You will have enrolled a few children who appeared out of the blue and your heart will have sunk when you realised that you have a problem with numbers at various stages.
You will have passed the huge pile of mail through your hands at least once, trying desperately to convince yourself that more of it could be filed straight into the bin.
You will have regretted that you did not make more inroads into the Standards and Quality Report before the holidays.
One thing about working in education is that it keeps you on your toes in terms of translating government initiatives into action on the ground, and this year will be no different.
We have done as much of the business as we could in Dyce Primary on the Additional Support for Learning Act. What we would like now is the detail of how it will work at school level.
I have never seen a co-ordinated support plan but I hear it could be a record of needs, an individualised educational programme or personal learning programme, a behaviour support programme and a health care plan rolled into one.
The scary bit is that the school will be responsible for getting the various agencies around the table initially and whenever a review meeting is requested. Past problems of trying to work round the educational psychologist’s diary will pale into insignificance. It sounds like a lot of work.
I was beginning to feel that I was in an emperor’s new clothes situation over A Curriculum for Excellence, so I was relieved to see reference to “some concerns about the transitional phase from aspirational document to implementation” in a letter from Harry Blee (TES Scotland, July 1). So it wasn’t just me.

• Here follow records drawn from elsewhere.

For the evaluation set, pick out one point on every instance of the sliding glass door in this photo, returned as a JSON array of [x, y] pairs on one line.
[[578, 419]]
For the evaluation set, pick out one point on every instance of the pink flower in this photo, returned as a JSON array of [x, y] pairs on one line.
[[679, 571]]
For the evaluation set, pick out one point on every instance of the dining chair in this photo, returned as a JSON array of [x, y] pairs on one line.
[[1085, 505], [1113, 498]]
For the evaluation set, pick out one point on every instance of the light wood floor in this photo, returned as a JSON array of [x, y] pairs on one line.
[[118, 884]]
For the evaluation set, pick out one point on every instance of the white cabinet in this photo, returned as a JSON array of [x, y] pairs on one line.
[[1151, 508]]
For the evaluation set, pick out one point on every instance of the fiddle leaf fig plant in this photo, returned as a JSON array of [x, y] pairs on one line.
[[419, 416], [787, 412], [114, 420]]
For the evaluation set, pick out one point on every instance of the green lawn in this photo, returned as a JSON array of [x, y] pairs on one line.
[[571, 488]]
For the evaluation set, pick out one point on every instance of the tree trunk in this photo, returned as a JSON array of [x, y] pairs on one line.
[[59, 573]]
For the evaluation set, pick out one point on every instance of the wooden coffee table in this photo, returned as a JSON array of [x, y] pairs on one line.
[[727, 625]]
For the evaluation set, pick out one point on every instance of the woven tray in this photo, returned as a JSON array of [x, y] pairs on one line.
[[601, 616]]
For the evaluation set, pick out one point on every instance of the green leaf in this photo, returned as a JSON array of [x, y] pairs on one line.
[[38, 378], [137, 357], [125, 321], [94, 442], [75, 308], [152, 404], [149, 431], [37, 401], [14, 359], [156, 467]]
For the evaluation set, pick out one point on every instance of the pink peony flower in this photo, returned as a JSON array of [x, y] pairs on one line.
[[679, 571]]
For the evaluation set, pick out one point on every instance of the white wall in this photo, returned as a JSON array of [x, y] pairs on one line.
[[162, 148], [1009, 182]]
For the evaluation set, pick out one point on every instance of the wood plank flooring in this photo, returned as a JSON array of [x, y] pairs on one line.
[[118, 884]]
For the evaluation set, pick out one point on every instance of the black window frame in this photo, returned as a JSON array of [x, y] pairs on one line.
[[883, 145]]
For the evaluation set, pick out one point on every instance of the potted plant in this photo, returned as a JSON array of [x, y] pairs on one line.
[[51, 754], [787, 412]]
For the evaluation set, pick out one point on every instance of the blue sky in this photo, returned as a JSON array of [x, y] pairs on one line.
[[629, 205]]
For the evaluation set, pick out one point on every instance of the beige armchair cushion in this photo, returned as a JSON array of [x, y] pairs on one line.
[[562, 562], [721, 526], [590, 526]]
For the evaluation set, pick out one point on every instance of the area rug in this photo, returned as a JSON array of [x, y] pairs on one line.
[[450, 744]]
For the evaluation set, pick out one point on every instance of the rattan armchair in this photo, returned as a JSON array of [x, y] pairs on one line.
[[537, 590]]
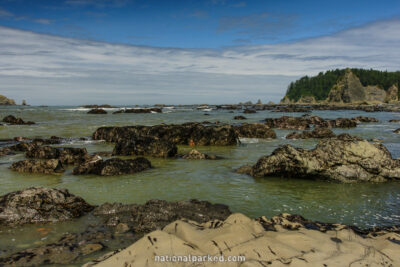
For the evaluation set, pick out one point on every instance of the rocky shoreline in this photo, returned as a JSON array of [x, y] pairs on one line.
[[186, 227]]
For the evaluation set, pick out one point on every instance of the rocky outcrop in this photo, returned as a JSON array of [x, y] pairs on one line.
[[316, 133], [6, 101], [286, 122], [97, 111], [255, 130], [50, 166], [239, 117], [10, 119], [40, 205], [112, 167], [195, 154], [183, 134], [392, 95], [145, 146], [67, 155], [344, 159], [139, 110]]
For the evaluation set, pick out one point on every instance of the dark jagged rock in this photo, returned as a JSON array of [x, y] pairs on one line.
[[112, 167], [40, 205], [97, 111], [239, 117], [316, 133], [183, 134], [10, 119], [67, 155], [145, 146], [139, 110], [286, 122], [249, 111], [254, 130], [50, 166], [345, 159], [195, 154], [156, 214]]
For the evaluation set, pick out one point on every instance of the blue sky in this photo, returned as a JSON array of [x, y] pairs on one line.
[[186, 51]]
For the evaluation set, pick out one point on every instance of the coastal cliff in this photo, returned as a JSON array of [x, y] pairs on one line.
[[349, 86], [6, 101]]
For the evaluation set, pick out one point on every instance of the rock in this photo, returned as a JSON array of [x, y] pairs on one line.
[[316, 133], [255, 130], [50, 166], [249, 111], [112, 167], [40, 205], [392, 95], [97, 111], [195, 154], [344, 159], [67, 155], [6, 101], [145, 146], [286, 122], [10, 119], [182, 134], [239, 117], [139, 110]]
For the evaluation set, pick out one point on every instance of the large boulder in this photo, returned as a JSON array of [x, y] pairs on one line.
[[10, 119], [344, 159], [287, 122], [50, 166], [183, 134], [254, 130], [145, 146], [40, 205], [112, 167]]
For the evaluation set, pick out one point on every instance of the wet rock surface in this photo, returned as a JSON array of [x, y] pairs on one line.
[[39, 205], [113, 166], [316, 133], [50, 166], [255, 130], [181, 134], [195, 154], [97, 111], [344, 159], [145, 146], [10, 119]]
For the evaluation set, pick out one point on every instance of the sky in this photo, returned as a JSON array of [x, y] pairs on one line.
[[73, 52]]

I felt compelled to include action on implementation of the document in this year’s school development plan but decided to be even vaguer than usual when describing the agreed actions, as I did not know where to start.
This will give me breathing space and hopefully someone cleverer than I will come up with brilliant ideas, with no workload implications, which I can pinch.
Anticipating the roll-out of new community schools has been like waiting for Godot. I read from the latest high quality glossy on Changing Children’s Services that we are to prepare ourselves again for the extension of this approach. I am not sure where to focus practical preparation. I have decided to settle for imagining what it might be like, although I hear that becoming a new community school creates a lot of work for the head.
Dyce Primary is not in an area of social deprivation, so I think a low level of excitement over the benefits of integrated children’s services will suffice.
At first, I naively thought that the move to single status by local authorities had little to do with schools, but then I realised that it will impact on us quite significantly. An approach to restructuring which will affect the jobs of people in education from director down to children’s escort is bound to have repercussions.
Heads have been informed that the job of our immediate line manager is to change. That can mean only one thing: delegation. I anticipate much more work for us in the recruitment and selection process and in the procedures for exclusion from school. We will probably be phoning around headteacher colleagues ourselves in the event of a pupil requiring a second start. It could be the end of many beautiful friendships.
It looks like a year ahead for me of diarising, plagiarising, hypothesising and fraternising.